A few years back you couldn’t move for this type of game. Melbourne House gevan it all with Way Of The Exploding Fist in 1985, a game still rightly regarded as a classic, and one which is, in many ways, superior to this offering.

Oriental Games shapes up like a combat title built along the Epyx lines of several smaller games – yet it doesn’t offer enough variety to truly qualify in this field. There are only three fight options: Kendo, Kung Fu and Kyo Kushin-Kai, the latter two being uncomfortably similar to play.

The game unfurls with a picture of a dojo, or fighting school which ou enter to choose which competition you wish to take part in. A neat registration sequence occurs which has a large baseball-hatted figure dropping his kit and typing his details when a secretary swings a screen towards him. It wets the appetite for more such interludes, but they don’t ever arrive.

This sequence allows you to set the parameters of the game. You can settle to play individual sports or enter them all, change the difficulty levels, and compete head-to-head or with the computer.

Where Oriental Games does seem to offer something, it is illusory. You are given the option to program moves into the joystick – the sixteen pre-programmed ones you are offered are more than adequate, but this allows you to put together multiple moves of up to four actions. Fun but ultimately pointless.

From here it’s into the games. Of these Kung Fu is the most entertaining, although it never supersedes the fun offered by any of the top 8 bit efforts like International Karate. Kendo is average, but once again you’re forced to compare what is essentially a sword fighting game against Barbarian. No contest.

Part of the problem is Oriental Games’ graphics.
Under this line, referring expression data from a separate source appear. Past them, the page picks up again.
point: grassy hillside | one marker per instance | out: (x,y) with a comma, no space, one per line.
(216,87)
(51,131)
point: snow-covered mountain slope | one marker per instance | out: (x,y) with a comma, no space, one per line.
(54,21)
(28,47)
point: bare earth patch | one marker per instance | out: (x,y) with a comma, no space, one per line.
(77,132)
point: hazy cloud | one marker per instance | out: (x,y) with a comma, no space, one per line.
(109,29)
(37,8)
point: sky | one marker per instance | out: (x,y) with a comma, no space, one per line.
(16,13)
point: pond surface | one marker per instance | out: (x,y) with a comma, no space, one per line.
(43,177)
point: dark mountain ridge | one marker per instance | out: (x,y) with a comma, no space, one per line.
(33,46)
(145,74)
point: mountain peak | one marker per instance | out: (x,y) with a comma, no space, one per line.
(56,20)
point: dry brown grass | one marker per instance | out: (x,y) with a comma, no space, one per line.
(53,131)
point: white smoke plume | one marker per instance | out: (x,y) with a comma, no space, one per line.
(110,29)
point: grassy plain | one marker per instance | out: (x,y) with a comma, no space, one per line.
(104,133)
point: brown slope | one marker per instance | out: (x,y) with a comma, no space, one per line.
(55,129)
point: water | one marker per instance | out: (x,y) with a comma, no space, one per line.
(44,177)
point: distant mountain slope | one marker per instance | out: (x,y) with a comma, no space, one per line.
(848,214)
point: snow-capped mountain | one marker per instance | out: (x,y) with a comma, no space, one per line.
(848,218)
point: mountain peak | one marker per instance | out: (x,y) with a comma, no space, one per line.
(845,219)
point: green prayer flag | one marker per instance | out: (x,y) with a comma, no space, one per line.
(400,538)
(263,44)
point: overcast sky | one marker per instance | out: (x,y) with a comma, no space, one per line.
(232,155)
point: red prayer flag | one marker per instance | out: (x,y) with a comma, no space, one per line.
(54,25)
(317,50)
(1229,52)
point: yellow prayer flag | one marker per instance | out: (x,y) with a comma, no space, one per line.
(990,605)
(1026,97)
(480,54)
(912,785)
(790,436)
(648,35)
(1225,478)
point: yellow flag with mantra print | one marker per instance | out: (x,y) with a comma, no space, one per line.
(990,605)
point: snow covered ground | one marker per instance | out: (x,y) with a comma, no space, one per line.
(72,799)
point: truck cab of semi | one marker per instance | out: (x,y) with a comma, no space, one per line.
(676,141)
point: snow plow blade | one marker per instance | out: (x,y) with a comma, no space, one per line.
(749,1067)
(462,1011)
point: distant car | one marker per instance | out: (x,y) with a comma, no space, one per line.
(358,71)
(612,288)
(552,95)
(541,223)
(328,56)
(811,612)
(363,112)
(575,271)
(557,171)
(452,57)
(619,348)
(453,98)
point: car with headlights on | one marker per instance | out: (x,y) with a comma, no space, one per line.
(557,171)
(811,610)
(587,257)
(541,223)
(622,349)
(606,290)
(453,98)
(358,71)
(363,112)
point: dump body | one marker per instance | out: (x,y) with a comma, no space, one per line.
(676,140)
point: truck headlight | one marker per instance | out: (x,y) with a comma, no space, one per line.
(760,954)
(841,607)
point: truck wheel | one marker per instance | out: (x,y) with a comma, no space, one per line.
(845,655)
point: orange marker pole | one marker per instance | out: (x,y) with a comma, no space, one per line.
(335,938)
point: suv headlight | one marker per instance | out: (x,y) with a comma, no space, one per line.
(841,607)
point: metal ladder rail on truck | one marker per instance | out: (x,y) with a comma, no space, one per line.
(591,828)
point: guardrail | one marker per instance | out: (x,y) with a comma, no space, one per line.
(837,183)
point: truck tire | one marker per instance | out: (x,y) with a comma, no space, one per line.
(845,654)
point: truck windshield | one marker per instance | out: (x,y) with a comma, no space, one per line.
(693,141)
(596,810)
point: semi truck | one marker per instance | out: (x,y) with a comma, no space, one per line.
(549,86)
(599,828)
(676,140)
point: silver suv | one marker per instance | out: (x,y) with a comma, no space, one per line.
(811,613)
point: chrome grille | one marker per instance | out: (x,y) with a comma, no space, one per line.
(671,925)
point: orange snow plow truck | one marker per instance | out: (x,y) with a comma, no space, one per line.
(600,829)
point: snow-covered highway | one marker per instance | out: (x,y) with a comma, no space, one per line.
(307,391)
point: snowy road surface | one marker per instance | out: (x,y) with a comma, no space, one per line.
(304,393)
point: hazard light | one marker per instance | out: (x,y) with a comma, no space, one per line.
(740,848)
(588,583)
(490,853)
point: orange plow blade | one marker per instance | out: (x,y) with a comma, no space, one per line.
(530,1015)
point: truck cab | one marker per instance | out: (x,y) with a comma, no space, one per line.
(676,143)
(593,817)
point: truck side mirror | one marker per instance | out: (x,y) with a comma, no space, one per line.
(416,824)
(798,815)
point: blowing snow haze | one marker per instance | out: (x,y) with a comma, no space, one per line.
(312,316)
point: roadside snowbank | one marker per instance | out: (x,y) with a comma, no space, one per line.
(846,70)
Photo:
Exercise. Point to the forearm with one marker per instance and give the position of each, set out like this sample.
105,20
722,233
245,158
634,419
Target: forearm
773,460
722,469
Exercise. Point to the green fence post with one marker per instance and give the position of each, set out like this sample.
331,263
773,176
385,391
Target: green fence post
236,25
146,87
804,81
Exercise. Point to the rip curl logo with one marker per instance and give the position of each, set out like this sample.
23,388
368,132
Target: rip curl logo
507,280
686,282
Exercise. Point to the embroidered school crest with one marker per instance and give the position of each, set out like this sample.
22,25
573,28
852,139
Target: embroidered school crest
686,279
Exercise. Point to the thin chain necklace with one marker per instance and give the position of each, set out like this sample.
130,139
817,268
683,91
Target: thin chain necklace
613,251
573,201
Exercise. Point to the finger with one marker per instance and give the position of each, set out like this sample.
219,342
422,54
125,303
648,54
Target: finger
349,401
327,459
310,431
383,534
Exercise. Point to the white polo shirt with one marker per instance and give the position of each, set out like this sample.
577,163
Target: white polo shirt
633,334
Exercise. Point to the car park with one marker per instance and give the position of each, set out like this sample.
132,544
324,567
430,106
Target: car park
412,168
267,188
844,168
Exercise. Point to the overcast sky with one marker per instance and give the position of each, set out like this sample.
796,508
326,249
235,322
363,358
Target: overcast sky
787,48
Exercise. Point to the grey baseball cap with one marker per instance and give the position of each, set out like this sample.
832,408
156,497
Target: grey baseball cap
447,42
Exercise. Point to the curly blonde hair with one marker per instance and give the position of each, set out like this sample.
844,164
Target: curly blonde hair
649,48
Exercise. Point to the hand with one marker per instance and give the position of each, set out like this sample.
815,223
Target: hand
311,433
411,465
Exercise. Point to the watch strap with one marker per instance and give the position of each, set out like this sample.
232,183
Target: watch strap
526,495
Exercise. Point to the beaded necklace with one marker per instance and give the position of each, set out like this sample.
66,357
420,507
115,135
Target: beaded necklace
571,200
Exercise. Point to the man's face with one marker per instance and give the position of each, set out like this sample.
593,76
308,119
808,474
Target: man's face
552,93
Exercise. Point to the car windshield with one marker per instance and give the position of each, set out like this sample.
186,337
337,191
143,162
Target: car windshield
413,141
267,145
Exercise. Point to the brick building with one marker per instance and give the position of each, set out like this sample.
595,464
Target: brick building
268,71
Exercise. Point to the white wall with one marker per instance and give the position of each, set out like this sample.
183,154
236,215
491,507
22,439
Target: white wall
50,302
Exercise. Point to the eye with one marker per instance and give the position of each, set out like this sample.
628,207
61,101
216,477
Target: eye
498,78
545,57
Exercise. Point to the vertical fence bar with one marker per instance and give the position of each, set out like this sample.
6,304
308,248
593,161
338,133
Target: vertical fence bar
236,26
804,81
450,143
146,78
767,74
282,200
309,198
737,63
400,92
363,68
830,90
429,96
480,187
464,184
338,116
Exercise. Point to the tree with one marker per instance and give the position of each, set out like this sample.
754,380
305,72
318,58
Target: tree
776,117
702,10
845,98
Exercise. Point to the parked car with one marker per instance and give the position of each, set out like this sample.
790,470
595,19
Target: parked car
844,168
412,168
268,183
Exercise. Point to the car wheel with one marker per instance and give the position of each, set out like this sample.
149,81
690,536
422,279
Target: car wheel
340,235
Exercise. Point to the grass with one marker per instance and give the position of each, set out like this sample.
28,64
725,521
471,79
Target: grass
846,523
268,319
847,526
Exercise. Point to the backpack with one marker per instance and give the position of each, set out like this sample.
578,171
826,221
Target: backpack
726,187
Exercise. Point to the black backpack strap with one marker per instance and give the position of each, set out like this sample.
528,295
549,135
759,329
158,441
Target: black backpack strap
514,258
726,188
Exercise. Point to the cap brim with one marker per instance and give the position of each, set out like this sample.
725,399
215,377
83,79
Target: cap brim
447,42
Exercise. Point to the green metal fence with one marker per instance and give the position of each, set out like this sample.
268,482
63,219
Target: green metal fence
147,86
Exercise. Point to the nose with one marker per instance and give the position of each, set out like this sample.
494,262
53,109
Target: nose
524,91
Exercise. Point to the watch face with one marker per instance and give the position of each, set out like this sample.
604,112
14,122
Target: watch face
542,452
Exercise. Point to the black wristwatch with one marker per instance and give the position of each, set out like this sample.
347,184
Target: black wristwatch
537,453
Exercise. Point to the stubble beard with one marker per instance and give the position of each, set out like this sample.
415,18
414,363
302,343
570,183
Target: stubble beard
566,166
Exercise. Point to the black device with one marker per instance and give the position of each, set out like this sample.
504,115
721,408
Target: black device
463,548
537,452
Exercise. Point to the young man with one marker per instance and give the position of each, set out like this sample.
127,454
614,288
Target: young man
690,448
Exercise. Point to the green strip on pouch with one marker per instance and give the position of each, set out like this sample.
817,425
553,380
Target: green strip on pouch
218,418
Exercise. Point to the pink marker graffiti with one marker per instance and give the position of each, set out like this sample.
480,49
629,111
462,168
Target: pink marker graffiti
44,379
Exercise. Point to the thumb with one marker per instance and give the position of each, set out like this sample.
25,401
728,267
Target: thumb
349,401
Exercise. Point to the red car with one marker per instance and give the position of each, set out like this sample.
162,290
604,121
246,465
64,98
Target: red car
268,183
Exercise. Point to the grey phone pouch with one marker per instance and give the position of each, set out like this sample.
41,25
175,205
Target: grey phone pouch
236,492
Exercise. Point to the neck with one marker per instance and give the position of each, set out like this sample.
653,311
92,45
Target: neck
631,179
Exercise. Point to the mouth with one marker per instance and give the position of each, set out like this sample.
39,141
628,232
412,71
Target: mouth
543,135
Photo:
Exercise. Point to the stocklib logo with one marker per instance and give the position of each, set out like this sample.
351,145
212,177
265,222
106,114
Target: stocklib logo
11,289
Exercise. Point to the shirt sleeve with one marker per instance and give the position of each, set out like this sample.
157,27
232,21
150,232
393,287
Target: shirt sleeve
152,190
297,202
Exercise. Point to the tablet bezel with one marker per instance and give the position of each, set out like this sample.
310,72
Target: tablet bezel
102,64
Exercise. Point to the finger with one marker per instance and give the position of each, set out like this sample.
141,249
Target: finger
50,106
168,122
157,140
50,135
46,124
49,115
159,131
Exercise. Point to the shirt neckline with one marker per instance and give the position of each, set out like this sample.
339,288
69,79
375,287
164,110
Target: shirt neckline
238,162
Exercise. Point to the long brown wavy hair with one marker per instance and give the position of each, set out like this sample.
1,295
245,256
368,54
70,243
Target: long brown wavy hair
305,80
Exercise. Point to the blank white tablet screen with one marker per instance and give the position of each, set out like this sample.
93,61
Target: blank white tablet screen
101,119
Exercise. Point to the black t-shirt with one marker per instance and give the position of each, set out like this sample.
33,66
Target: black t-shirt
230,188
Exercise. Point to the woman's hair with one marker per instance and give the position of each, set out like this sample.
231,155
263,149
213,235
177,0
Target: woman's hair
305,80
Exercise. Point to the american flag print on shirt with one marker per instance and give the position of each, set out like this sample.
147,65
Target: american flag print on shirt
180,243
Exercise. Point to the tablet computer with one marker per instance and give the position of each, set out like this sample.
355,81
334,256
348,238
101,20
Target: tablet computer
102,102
Whilst it has some nice touches (flashguns pop in the crowd as the fighter battle it out) the figures are small and hence there’s little to gasp at in animation terms, and the backgrounds don’t exactly leap out at you.

The challenge Oriental Games sets is tough enough, although it’s noticeable that it becomes increasingly difficult to manoeuvre your fighter as you progress, but what makes it an average product is that it siply doesn’t cut it as a 16 bit version of a classic genre.